Fusion Feature Extraction Based on Auditory and Energy for Noise-Robust Speech Recognition

Environmental noise can pose a threat to the stable operation of current speech recognition systems. It is therefore essential to develop a front feature set that is able to identify speech under low signal-to-noise ratio. In this paper, a robust fusion feature is proposed that can fully characterize speech information. To obtain the cochlear filter cepstral coefficients (CFCC), a novel feature is first extracted by the power-law nonlinear function, which can simulate the auditory characteristics of the human ear. Speech enhancement technology is then introduced into the front end of feature extraction, and the extracted feature and their first-order difference are combined in new mixed features.

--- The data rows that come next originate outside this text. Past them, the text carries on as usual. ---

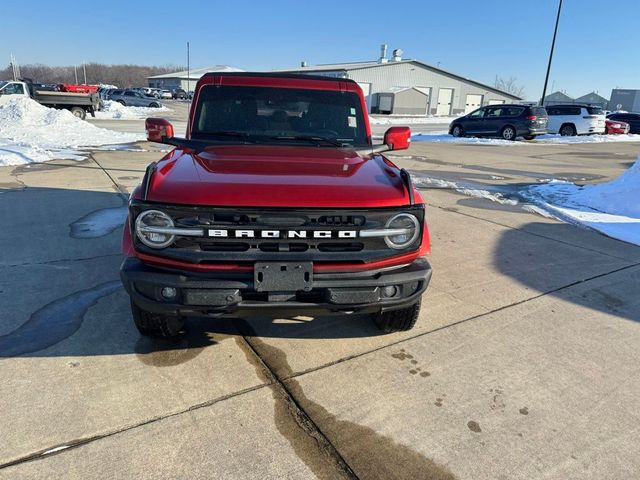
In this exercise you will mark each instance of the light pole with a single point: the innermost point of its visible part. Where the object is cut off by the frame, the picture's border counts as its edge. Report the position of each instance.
(553, 43)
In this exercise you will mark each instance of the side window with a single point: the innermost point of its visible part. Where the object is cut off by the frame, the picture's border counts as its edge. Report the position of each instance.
(511, 111)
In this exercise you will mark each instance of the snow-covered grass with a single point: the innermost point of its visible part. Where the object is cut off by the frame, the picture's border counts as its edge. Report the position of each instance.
(116, 111)
(612, 208)
(444, 137)
(30, 132)
(408, 120)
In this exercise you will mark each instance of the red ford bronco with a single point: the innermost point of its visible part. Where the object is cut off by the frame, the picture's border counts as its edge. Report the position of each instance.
(276, 199)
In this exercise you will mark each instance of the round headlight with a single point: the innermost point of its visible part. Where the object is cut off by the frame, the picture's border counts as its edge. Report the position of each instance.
(149, 229)
(403, 221)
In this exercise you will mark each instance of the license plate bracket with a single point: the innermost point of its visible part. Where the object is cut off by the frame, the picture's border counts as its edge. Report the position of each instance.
(283, 276)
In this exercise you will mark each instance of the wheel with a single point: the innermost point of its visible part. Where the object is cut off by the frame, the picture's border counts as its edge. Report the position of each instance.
(508, 133)
(457, 131)
(155, 324)
(79, 112)
(398, 320)
(568, 130)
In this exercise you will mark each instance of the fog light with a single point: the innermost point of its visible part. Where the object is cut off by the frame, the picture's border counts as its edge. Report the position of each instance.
(389, 291)
(168, 293)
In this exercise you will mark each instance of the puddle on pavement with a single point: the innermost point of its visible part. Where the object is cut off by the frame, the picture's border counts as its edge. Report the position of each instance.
(98, 223)
(370, 454)
(54, 322)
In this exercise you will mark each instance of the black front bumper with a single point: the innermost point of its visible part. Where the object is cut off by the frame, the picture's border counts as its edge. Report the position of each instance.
(214, 294)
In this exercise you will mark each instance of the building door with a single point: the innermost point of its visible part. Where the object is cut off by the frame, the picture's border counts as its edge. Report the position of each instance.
(427, 92)
(445, 95)
(473, 102)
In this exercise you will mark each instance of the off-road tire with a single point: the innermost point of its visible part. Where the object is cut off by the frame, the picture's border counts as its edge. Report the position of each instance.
(152, 324)
(508, 133)
(398, 320)
(79, 112)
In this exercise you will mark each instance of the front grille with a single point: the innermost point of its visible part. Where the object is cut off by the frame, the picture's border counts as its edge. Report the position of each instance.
(210, 249)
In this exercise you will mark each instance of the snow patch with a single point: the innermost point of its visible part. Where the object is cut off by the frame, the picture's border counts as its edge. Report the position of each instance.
(612, 208)
(30, 132)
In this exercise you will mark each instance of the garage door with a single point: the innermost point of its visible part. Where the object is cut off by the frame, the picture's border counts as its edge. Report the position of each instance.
(473, 102)
(445, 95)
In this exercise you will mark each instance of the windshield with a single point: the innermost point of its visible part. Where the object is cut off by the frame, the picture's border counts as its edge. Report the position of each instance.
(280, 115)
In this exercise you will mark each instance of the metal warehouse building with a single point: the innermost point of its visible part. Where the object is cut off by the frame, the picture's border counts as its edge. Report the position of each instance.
(397, 86)
(625, 99)
(186, 79)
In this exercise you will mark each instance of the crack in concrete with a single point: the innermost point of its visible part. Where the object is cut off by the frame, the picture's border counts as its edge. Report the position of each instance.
(362, 452)
(64, 447)
(469, 319)
(62, 260)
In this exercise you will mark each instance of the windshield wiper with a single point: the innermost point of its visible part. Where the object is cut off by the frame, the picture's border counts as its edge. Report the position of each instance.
(310, 138)
(227, 133)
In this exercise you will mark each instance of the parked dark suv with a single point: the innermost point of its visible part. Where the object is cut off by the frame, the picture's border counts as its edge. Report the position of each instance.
(502, 121)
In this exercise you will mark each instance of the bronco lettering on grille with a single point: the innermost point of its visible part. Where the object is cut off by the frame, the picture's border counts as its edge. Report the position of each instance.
(223, 233)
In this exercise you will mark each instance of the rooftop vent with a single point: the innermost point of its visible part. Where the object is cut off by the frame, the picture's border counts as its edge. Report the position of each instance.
(383, 54)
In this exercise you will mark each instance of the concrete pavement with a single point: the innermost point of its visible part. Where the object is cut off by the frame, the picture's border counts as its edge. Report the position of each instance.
(524, 363)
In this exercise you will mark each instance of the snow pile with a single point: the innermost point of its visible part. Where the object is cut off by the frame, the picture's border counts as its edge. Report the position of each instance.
(444, 137)
(408, 120)
(30, 132)
(116, 111)
(612, 208)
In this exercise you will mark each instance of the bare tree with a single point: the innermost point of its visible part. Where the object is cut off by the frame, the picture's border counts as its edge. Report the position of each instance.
(509, 85)
(121, 75)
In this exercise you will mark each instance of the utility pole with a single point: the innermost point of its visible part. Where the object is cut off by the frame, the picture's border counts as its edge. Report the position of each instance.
(553, 43)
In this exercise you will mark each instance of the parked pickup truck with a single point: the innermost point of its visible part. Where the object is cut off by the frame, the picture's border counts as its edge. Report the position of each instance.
(78, 103)
(276, 200)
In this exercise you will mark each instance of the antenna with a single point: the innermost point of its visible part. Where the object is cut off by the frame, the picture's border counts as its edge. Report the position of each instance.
(188, 73)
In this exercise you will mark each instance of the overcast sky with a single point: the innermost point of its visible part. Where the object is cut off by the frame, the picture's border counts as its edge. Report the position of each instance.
(596, 47)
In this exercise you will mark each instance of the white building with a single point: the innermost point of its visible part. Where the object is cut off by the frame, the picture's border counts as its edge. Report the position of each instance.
(186, 79)
(411, 86)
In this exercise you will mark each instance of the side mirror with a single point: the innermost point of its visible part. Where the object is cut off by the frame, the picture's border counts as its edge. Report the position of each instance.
(398, 138)
(157, 129)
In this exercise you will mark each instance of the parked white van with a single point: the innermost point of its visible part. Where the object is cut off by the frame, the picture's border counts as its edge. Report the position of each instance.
(575, 119)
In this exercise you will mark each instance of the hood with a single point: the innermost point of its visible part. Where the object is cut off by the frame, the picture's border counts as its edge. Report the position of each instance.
(276, 176)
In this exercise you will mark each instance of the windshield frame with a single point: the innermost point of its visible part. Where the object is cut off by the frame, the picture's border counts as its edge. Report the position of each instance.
(355, 115)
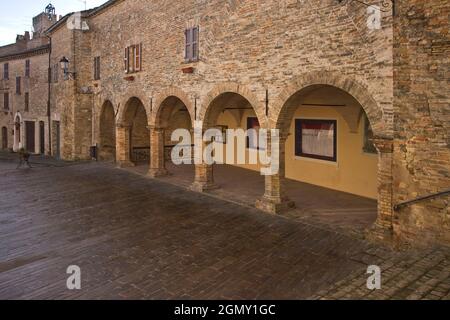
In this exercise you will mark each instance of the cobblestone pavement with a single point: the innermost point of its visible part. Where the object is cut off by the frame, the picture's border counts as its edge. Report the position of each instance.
(136, 238)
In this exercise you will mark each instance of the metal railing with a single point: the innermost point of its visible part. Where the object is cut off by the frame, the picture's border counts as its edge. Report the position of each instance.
(399, 206)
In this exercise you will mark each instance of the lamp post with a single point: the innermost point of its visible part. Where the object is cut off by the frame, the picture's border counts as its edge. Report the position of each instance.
(64, 63)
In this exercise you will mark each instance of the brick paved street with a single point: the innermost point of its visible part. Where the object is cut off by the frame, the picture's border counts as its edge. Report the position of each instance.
(139, 238)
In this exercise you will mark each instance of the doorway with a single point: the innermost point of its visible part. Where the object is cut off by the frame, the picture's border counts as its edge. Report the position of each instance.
(41, 137)
(30, 134)
(4, 138)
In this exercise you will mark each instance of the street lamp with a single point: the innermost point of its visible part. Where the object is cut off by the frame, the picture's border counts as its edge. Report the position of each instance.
(64, 63)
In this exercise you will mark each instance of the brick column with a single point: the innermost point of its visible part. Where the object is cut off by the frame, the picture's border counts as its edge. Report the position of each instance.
(275, 199)
(204, 173)
(204, 178)
(123, 146)
(383, 228)
(157, 159)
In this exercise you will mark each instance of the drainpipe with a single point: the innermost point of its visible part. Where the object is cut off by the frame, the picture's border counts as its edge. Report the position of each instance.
(49, 98)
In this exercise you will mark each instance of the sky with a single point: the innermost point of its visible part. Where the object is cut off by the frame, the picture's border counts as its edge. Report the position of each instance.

An energy feature Teager energy operator cepstral coefficient (TEOCC) is also extracted, and combined with the above-mentioned mixed features to form the fusion feature sets. Principal component analysis (PCA) is then applied to feature selection and optimization of the feature set, and the final feature set is used in a non-specific persons, isolated words, and small-vocabulary speech recognition system. Finally, a comparative experiment of speech recognition is designed to verify the advantages of the proposed feature set using a support vector machine (SVM). The experimental results show that the proposed feature set not only display a high recognition rate and excellent anti-noise performance in speech recognition, but can also fully characterize the auditory and energy information in the speech signals.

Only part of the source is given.